Selon le Conseil d’Etat, le fait que le plan de reclassement cantonne la diffusion aux salariés d’une seule offre de reclassement ou que la liste de postes de reclassement annexée à ce plan ne prévoit pas de critères de départage en cas de candidatures multiples sur un même poste, n’empêche pas l’homologation du Plan.

Il ajoute néanmoins que la rédaction retenue dans le PSE est sans influence sur l’étendue de l’obligation qui pèse sur l’employeur au stade du licenciement en application de l’article L. 1233-4 du code du travail. Par conséquent, ces garanties, dont les salariés pourront le cas échéant se prévaloir pour contester leur licenciement « ne sont pas de nature à dispenser l’employeur de respecter, dans toute son étendue, l’obligation qui lui incombe en vertu de l’article L.1233-4 du Code du travail ».

***

Si cet arrêt semble tempérer la ligne des dernières décisions en matière de PSE, lesquelles avaient institué un contrôle renforcé de l’Administration notamment sur le volet conséquences du projet en matière de santé, sécurité et des conditions de travail, il convient de rester prudent dans le cadre de la rédaction du PSE.

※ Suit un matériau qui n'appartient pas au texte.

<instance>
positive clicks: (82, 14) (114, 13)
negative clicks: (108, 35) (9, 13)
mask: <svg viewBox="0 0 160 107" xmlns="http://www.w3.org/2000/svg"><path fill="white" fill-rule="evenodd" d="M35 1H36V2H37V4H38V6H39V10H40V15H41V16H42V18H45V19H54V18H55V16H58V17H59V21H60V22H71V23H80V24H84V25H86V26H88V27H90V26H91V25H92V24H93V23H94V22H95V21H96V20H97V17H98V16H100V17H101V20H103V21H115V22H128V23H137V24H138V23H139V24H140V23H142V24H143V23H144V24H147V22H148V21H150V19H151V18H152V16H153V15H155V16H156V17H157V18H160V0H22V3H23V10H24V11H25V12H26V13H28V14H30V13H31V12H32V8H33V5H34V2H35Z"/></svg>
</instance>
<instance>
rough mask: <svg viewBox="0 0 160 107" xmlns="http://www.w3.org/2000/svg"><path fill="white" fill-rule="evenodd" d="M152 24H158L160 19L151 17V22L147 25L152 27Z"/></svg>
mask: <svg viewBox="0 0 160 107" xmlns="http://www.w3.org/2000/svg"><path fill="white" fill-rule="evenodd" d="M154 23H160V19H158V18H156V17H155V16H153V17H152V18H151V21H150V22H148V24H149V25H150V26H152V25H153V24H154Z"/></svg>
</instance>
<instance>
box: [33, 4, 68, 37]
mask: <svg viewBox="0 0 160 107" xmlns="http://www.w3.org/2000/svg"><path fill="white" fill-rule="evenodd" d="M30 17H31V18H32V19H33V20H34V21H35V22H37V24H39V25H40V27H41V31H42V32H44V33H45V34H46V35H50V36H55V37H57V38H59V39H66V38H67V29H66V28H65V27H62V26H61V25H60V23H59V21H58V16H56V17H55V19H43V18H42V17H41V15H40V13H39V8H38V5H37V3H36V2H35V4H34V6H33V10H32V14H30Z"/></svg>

En effet, si à première vue, les conditions de mise en œuvre des recherches sérieuses de reclassement interne ne seront pas contrôlées par l’Administration pour homologuer le Plan, elles pourront le cas échéant être contrôlées par le juge judiciaire en cas de contentieux portant sur les licenciements économiques intervenus en application du PSE.

A cet égard, l’absence de mention des critères de départage en cas de candidatures multiples, qui est une mention obligatoire, ou l’envoi d’une seule offre d’emploi personnalisée de reclassement, alors que plusieurs postes de reclassement de la même catégorie professionnelle auraient pu être proposés au salarié licenciable, pourront être autant d’arguments invoqués par le salarié devant la juridiction prud’homale pour prétendre à une insuffisance de recherche sérieuse de reclassement de la part de l’employeur et solliciter à ce titre des dommages et intérêts pour licenciement sans cause réelle et sérieuse.

Les entreprises devront donc restées vigilantes, dans le cadre du déploiement du plan, à bien veiller au respect strict de leurs obligations en matière de recherche de reclassement.